Salat tarawih berjamaah mulai populer pada masa ‘Umar ibn al-Khaththab. Pada suatu malam di bulan Ramadan, ‘Abdurrahman ibn ‘Abd al-Qari pergi ke masjid bersama ‘‘Umar, dan ternyata di masjid banyak sekali orang yang melakukan salat (tarawih) sendiri-sendiri, saling terpisah antara yang satu dan yang lain. ‘Umar berkata, “Andaikata mereka berjamaah pada satu qari‘ (imam), tentu hal itu lebih utama.” ‘Umar kemudian berketetapan menghimpun mereka agar berjamaah dan bermakmum kepada Abi ibn Ka’ab. Pada malam yang lain, ‘Abdurrahman ibn ‘Abd al-Qari pergi lagi ke masjid bersama ‘Umar, dan ternyata orang-orang sedang menunaikan salat tarawih berjamaah pada satu imam. ‘Umar berkata:

نعمت البدعة هذه

“Sebaik-baik bid’ah adalah yang ini (salat tarawih berjamaah).”[11]

Disebut sebagai sebaik-baik bid’ah karena salat tarawih semacam itu mengandung kebaikan dan masuk pada wilayah yang terpuji meskipun Nabi saw. sendiri tidak melestarikannya. “Apa yang dilakukan ‘Umar r.a. dengan memelihara salat tarawih berjamaah serta mengumpulkan orang-orang dan menganjurkan mereka untuk melakukan salat tarawih ini adalah bid’ah,” kata al-Imam al-Qurthubi menegaskan. “Tetapi itu bid’ah mahmudah mamduhah ‘bid’ah yang terpuji’.”[12]

Di sini bahkan ‘Umar sendiri justru menggunakan kata bid’ah untuk menunjuk pada salat tarawih berjamaah pada satu imam yang diprakarsainya.

Salat Dhuha Adalah Bid’ah dan Sebaik-Baik Bid’ah

Dalam sebuah riwayat yang dikutip oleh al-Bukhari, Muslim, Ibn Khuzaymah, Ibn Hibban, dan imam-imam hadis lainnya dinyatakan bagaimana kata bid’ah itu justru digunakan untuk menunjuk pada salat Dhuha. Riwayat itu berasal dari Mujahid r.a., ia berkata:

دخلت أنا وعروة بن الزبير المسجد فإذا عبد الله بن عمر جالس إلى حجرة عائشة والناس يصلون الضحى في المسجد فسألناه عن صلاتهم فقال بدعة

“Aku dan ‘Urwah ibn al-Zubair memasuki masjid, tiba-tiba Abdullah ibn ‘Umar duduk di dekat kamar ‘Aisyah sementara orang-orang sedang menunaikan salat Dhuha di dalam masjid, lalu kami bertanya kepada Ibn ‘Umar tentang salat mereka, dan ia menjawab, “Bid’ah.”[13]

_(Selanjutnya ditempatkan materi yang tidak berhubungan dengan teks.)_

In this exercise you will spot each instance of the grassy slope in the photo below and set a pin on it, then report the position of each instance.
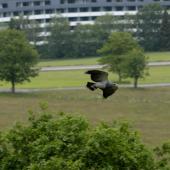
(155, 56)
(147, 109)
(77, 78)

Dalam riwayat lain yang dikutip oleh Imam al-Thabrani dalam al-Mu’jam al-Kabir-nya dinyatakan bahwa Ibn ‘Umar berkata:

صلاة الضحى بدعة ونعمت البدعة

“Salat Dhuha itu bid’ah dan sebaik-baik bid’ah.”[14]

Perkataan Ibn ‘Umar barangkali disebabkan karena Nabi memang tidak pernah melakukan salat Dhuha, atau hanya melakukannya sekali sebagaimana disebutkan dalam hadis-hadis yang dikutip oleh al-Bukhari berikut yang berasal dari Abu Layla:

ما أنبأنا أحد أنه رأى النبي صلى الله عليه وسلم صلى الضحى

“Tidak seorang pun yang memberitakan kepada kami bahwa ia pernah melihat Nabi shallallahu ‘alaihi wa sallam melakukan salat Dhuha.”[15]

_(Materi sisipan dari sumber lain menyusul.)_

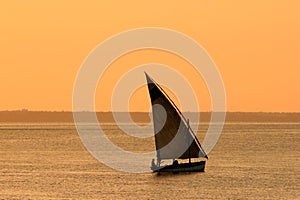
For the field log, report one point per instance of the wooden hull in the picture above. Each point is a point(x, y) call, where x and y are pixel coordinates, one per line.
point(184, 167)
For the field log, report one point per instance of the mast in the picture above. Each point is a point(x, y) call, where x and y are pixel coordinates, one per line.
point(174, 134)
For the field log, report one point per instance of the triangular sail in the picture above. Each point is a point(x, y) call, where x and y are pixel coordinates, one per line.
point(173, 137)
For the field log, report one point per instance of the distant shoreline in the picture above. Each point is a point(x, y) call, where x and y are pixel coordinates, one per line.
point(140, 117)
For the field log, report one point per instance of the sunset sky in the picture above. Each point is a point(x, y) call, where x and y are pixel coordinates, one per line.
point(255, 45)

Dalam riwayat lain yang juga dikutip oleh Imam al-Bukhari dan beberapa imam hadis lainnya disebutkan:

فقال رجل من آل الجارود لأنس أكان رسول الله صلى الله عليه وسلم يصلي الضحى فقال ما رأيته قط صلاها إلا يومئذ

“Seorang laki-laki dari keluarga al-Jarud bertanya kepada Anas, ‘Apakah Nabi shallallahu ‘alayhi wa sallam selalu menunaikan salat Dhuha?’ Anas menjawab, ‘Aku tidak pernah melihat Nabi menunaikan salat Dhuha kecuali pada hari itu’.”[16]

Demikian juga riwayat yang berasal dari ‘Urwah, dari ‘Aisyah, ia berkata:

ما رأيت رسول الله صلى الله عليه وسلم سبح سبحة الضحى وإني لأسبحها

“Aku tidak pernah melihat Rasulullah saw. bertasbih (maksudnya: salat) Dhuha, sementara aku bertasbih (maksudnya: salat) Dhuha.”[17]

Kasus salat Dhuha ini hampir sama dengan kasus salat Tarawih; Nabi pernah melakukannya tetapi karena khawatir salat itu diwajibkan atas umatnya, maka beliau meninggalkannya (tidak melakukannya di masjid), dan sebuah hadis disebutkan bahwa beliau sering meninggalkan amal-amal tertentu karena alasan itu. Hal itu ditegaskan antara lain dalam hadis yang dikutip oleh Ibn Hibban:

عن بن شهاب قال أخبرني عروة بن الزبير أن عائشة زوج النبي صلى الله عليه وسلم كانت تقول ما كان رسول الله صلى الله عليه وسلم يسبح سبحة الضحى وكانت عائشة تسبحها وكانت تقول إن رسول الله ترك كثيرا من العمل خشية أن يستن به فيفرض عليهم

“Dari Ibn Syihab ia berkata, Aku diberi berita oleh ‘Urwah ibn al-Zubair bahwa ‘Aisyah, istri Nabi shallallahu ‘alaihi wa sallam berkata, ‘Rasulullah tidak pernah bertasbih Dhuha’, sementara ‘Aisyah sendiri selalu bertasbih Dhuha. ‘Aisyah juga berkata, ‘Sesunguhnya Rasullullah telah meninggalkan banyal amal ibadah karena takut amal-amal itu disunnatkan atau diwajibkan atas mereka (umat Nabi).”[18]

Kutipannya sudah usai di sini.